The synchronous machine according to the invention can also be used as a reactive power machine are used to generate reactive currents with a fundamental frequency. It is enough to do this, that is the strength of the excitation field in relation to the basic frequency on the corresponding Amount is brought (phase shifter with additional device). In this case it is the power of the synchronous machine through the reactive power for the basic frequency and given by the harmonic power. But you can also use the synchronous machine only designed for the delivery of harmonic currents. The excitation field for the basic frequency is then set so that the synchronous machine for the relevant mains voltage does not consume or emit any reactive current. The performance of the Synch @ ro: n machine drops then of course much smaller, since only harmonic currents are to be delivered.

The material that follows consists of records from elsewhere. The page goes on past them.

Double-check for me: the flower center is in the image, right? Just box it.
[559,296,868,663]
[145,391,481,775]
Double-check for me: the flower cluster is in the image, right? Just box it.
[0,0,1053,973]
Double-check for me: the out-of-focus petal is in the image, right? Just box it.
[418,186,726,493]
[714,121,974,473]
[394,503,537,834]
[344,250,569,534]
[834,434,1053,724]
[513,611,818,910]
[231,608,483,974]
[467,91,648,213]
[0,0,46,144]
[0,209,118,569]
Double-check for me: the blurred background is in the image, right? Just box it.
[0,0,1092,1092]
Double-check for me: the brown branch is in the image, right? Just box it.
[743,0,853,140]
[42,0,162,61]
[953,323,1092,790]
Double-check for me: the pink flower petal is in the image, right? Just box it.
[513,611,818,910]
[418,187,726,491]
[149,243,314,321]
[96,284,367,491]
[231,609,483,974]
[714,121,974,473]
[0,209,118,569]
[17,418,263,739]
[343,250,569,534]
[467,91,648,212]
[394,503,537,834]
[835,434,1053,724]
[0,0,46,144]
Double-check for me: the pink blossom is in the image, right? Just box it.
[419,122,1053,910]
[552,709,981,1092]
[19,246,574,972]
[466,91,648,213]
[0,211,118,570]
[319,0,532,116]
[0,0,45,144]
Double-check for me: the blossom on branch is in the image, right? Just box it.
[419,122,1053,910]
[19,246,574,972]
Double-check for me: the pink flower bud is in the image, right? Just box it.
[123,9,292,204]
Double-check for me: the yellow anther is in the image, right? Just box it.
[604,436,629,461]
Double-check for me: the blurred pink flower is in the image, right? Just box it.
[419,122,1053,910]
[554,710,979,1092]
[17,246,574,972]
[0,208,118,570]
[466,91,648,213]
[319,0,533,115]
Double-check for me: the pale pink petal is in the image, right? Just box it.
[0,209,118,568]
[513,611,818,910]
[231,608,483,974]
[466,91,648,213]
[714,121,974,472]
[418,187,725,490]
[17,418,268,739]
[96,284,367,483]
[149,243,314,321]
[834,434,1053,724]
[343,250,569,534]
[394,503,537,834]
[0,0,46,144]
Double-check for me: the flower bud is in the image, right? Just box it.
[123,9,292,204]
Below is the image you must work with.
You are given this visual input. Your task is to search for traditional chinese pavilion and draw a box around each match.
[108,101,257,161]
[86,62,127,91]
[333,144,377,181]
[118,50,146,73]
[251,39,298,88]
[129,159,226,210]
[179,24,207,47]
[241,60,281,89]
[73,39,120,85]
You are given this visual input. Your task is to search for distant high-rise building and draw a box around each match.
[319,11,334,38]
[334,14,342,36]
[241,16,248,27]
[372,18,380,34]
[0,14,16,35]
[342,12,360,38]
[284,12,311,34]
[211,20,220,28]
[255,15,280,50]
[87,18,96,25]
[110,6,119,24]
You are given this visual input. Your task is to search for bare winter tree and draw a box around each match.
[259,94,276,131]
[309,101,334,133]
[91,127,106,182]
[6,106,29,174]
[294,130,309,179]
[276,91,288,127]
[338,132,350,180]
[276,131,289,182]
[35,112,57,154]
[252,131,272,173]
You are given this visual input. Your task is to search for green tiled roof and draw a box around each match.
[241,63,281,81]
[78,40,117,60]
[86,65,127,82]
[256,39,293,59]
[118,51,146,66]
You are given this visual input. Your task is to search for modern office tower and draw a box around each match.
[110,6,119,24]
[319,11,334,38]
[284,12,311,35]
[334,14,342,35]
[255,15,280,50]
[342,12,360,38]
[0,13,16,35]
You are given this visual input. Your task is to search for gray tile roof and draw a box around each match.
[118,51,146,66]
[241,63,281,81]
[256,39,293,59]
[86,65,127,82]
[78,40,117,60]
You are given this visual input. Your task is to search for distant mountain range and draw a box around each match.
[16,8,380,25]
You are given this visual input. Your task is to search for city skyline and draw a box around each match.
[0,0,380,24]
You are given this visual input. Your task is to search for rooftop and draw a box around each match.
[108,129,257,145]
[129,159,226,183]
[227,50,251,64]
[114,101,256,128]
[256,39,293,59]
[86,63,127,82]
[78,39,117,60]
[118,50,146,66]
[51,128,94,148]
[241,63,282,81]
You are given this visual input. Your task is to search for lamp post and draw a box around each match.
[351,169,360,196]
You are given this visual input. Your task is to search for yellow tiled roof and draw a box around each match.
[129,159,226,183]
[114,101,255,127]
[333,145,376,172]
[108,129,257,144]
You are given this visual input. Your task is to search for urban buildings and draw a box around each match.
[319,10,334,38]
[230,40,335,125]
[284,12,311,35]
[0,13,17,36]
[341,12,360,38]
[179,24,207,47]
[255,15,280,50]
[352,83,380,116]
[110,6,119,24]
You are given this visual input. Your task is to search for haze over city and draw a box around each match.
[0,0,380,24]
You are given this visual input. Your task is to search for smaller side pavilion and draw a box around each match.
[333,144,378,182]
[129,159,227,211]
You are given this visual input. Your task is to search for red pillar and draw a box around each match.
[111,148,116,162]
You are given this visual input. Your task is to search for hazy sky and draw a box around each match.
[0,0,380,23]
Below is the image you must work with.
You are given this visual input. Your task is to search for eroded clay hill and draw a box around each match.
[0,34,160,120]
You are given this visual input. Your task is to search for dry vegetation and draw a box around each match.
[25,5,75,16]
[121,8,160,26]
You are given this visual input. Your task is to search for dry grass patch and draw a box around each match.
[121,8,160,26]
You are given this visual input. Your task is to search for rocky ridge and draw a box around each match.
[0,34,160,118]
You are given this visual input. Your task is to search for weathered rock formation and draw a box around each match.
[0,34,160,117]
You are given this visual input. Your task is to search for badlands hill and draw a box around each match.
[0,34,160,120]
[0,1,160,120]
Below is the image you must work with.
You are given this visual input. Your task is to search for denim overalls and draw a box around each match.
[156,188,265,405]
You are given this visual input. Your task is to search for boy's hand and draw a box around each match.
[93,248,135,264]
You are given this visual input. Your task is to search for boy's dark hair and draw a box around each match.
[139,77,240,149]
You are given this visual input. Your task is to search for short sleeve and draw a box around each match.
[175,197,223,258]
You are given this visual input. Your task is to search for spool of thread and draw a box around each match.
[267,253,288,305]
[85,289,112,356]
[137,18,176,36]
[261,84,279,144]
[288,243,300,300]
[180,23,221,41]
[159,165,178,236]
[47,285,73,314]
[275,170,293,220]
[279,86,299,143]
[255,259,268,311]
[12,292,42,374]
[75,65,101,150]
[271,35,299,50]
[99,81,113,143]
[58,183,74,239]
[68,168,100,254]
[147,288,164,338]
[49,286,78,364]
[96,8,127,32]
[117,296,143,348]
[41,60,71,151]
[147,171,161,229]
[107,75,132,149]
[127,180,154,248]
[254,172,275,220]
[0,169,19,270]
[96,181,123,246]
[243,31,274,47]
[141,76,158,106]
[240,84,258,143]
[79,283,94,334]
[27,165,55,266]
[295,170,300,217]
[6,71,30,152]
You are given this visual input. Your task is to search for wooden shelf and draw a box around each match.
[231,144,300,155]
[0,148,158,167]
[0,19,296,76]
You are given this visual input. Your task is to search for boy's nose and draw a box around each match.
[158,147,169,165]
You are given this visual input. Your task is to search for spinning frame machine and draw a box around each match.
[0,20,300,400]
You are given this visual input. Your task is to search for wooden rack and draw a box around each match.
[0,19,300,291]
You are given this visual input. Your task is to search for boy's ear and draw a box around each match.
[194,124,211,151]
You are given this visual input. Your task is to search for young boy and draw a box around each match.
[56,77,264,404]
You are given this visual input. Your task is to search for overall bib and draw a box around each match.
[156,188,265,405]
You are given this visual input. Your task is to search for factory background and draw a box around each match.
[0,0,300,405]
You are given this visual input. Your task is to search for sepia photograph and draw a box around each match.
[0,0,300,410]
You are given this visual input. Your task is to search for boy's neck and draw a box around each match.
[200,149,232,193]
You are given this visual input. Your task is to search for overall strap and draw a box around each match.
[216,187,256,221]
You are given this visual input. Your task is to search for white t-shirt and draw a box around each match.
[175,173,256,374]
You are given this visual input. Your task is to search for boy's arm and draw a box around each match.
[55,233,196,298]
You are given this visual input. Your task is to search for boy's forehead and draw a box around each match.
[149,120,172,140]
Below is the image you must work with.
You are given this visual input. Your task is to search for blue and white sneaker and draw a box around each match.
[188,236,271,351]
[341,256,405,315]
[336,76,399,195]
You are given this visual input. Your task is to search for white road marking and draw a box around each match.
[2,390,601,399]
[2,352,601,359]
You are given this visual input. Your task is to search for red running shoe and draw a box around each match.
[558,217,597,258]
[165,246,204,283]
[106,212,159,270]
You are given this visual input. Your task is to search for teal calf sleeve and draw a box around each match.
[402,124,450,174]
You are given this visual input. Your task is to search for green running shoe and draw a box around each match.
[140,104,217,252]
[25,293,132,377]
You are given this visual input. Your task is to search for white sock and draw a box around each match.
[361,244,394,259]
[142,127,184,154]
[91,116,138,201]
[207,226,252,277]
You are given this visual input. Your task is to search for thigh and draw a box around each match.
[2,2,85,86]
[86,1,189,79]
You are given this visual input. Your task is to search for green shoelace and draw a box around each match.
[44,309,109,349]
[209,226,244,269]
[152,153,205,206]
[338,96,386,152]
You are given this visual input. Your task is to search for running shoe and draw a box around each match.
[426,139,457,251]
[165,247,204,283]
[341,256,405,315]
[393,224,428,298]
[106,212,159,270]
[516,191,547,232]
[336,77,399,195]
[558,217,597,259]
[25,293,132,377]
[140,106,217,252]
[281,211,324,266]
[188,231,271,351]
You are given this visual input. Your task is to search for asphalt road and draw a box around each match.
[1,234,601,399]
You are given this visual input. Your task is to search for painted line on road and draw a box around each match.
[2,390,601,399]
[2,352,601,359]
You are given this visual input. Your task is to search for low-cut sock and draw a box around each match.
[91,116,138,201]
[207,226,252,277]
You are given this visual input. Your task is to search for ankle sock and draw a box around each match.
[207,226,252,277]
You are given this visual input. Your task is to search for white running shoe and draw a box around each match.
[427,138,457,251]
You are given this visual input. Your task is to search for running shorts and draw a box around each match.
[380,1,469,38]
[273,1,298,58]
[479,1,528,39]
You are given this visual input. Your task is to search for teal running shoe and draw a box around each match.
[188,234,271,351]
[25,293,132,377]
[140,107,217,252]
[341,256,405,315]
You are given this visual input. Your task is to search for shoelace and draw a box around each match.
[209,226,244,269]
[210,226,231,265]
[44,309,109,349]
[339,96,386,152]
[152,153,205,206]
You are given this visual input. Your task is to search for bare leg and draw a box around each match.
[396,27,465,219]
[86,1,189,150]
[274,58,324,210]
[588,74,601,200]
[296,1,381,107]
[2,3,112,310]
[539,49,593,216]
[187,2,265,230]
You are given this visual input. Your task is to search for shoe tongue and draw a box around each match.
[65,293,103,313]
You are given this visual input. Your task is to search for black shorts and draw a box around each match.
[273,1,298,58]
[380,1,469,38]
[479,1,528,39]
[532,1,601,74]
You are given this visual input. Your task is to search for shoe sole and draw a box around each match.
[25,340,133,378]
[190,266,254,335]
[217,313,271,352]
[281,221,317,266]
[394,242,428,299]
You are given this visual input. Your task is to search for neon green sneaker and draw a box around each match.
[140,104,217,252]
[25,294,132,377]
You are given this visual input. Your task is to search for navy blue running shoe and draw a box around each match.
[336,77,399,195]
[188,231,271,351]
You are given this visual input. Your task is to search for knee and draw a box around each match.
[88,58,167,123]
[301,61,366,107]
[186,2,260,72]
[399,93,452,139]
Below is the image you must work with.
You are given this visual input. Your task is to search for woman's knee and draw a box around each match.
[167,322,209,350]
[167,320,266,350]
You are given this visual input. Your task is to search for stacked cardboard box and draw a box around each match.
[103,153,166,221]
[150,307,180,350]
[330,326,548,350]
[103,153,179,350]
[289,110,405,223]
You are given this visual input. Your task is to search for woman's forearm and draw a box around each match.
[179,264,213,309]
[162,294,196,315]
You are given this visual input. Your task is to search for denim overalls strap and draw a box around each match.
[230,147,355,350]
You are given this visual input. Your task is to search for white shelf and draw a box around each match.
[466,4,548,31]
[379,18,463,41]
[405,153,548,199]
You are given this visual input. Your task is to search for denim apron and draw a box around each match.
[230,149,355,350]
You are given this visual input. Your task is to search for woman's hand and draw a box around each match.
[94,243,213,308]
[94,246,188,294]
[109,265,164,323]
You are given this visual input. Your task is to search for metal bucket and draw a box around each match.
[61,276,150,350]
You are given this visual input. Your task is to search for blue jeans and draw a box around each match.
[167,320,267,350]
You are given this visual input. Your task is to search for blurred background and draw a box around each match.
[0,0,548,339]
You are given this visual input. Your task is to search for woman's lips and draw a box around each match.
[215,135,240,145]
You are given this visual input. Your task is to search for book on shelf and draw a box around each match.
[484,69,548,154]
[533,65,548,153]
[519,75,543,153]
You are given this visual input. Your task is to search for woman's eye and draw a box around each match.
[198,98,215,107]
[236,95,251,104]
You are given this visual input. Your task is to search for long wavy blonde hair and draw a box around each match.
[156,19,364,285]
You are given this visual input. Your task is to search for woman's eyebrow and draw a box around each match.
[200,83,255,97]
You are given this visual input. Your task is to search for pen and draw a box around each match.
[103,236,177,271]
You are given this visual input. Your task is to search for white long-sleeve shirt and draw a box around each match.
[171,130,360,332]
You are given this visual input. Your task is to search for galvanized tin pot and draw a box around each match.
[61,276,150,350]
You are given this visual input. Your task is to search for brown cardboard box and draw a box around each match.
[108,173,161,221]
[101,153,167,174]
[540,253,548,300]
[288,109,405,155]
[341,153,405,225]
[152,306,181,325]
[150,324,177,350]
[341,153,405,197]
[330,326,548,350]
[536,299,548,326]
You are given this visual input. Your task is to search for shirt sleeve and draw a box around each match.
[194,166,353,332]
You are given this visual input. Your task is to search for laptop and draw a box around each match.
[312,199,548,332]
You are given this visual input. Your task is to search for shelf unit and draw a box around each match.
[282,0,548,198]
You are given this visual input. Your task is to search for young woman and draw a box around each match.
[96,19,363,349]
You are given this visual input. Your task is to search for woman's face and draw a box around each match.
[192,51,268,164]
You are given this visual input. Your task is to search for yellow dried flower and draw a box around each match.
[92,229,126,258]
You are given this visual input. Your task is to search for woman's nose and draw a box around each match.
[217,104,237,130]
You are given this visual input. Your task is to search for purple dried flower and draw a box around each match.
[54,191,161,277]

It is useful, the exciting part of the synchronous machine after Invention to equip a steamer device to counteract the anchor reaction To suppress harmonic currents on the excitation field as much as possible. One such in the usual way trained. Steam device then also affects the generation four desired harmonic currents.

Claims (5)

PATENT CLAIMS: i. Arrangement for compensating the harmonics occurring in power networks with the help of a synchronous machine rotating at the fundamental frequency of the AC network, the exciter field of which has additional devices for generating harmonic voltages or currents of any phase position and shape, which are fed to the power network, characterized in that the induced winding of the -Synchronous machine consists of two windings, one of which essentially generates a sinusoidal voltage of the fundamental frequency, while in the second winding, in addition to a voltage of the fundamental frequency, the harmonic voltages are also generated. 2. Arrangement according to claim i, characterized in that the winding designed for the basic frequency as a normal winding distributed over the armature circumference is, while the winding to generate O: over-wave voltages locally concentrated Owns coils. . 3. Arrangement according to claim 2, characterized in that the Winding to generate the harmonic voltages at taps on one of the synchronous machines upstream transformer is connected. Arrangement according to claim i, characterized characterized in that the induced winding for the purpose of changing the harmonic currents the synchromesh is equipped with taps that can be changed during operation is. 5. Arrangement for compensating the harmonics occurring in power networks with the help of a synchronous machine rotating at the fundamental frequency of the AC network, the excitation field of which has additional devices for generating harmonic voltages or currents of any phase position and shape that are fed to the power network and their induced. Winding is located on the rotor, while the excitation winding is accommodated in the stator, in particular according to claim i, characterized in that the excitation winding is provided with taps to produce the field shape suitable for the harmonics, which can be changed operationally in order to change the harmonic currents. To distinguish the subject of the application from the state of the art, the following publications were considered in the granting procedure: German patents ... No. 683 749, 596 750, 407 1 95, 376 166, 379 526; British patent specification .... No. 392 953 USA patents ..... - 2008519, 2 oo8 5 i 5.